Leeds resume their Premier League relegation battle at Elland Road against Hasenhuttl’s Saints and Marsch hopes inside information can give him the edge.

The pair forged a close friendship during their managerial stints within the Red Bull stable, when Marsch was at New York and Hasenhuttl in charge of Leipzig.

Marsch said: “In 2016/17, in the winter, Ralph was kind enough to allow me to join his staff for about six, seven weeks in that time.

“Ralph is an incredible human being, that’s the first thing that needs to be said. He’s a really good person that cares about people and cares about his teams and the environments that he creates.

“And then he’s a sharp, intelligent manager and I think he believes in a lot of the same principles and philosophies that I believe in, in football.”

Marsch went on from New York to become assistant to Ralf Rangnick at Leipzig after Hasenhuttl had left the German club in 2018.

Hasenhuttl had guided newly-promoted Leipzig to second and sixth-placed Bundesliga finishes before replacing Mark Hughes at Southampton later that year.

Marsch said: “I learned a lot from from the weeks that I spent with him in that time and the way that he leads and the way that he talks and the way that he thinks, so maybe that helps our team and me prepare for what he is and what his team is right now.

“He’s really a gentleman so when I was first there, he took me on a little tour of the facility and kind of talked about some of the things they were doing in the gym and then he allowed me in every meeting that they ever had as a staff and as a team and then obviously there were a lot of tactical discussions.

“Often I was a fly on the wall and would have some discussions later with him about things.”

Marsch, bidding for a third straight league win to lift Leeds further away from the bottom three, revealed Hasenhuttl has other talents.

“One day, he had the whole staff over at his house for a dinner and he invited me at that time and he played piano for us,” Marsch added. “He’s a really good piano player.

“Like I said to you guys, he’s a gentleman, like through and through. He is a gentleman.”

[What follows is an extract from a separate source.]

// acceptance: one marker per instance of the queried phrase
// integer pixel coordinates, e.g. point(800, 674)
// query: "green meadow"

Marsch must decide whether to hand starts to Kalvin Phillips and Liam Cooper, who hope to make their first appearances since December after recovering from respective hamstring injuries.

Patrick Bamford has been ruled out for another six weeks after aggravating a troublesome foot injury in the win at Wolves before the international break.

But goalkeeper Illan Meslier, Mateusz Klich and Diego Llorente, forced off due to injuries at Molineux, are all available.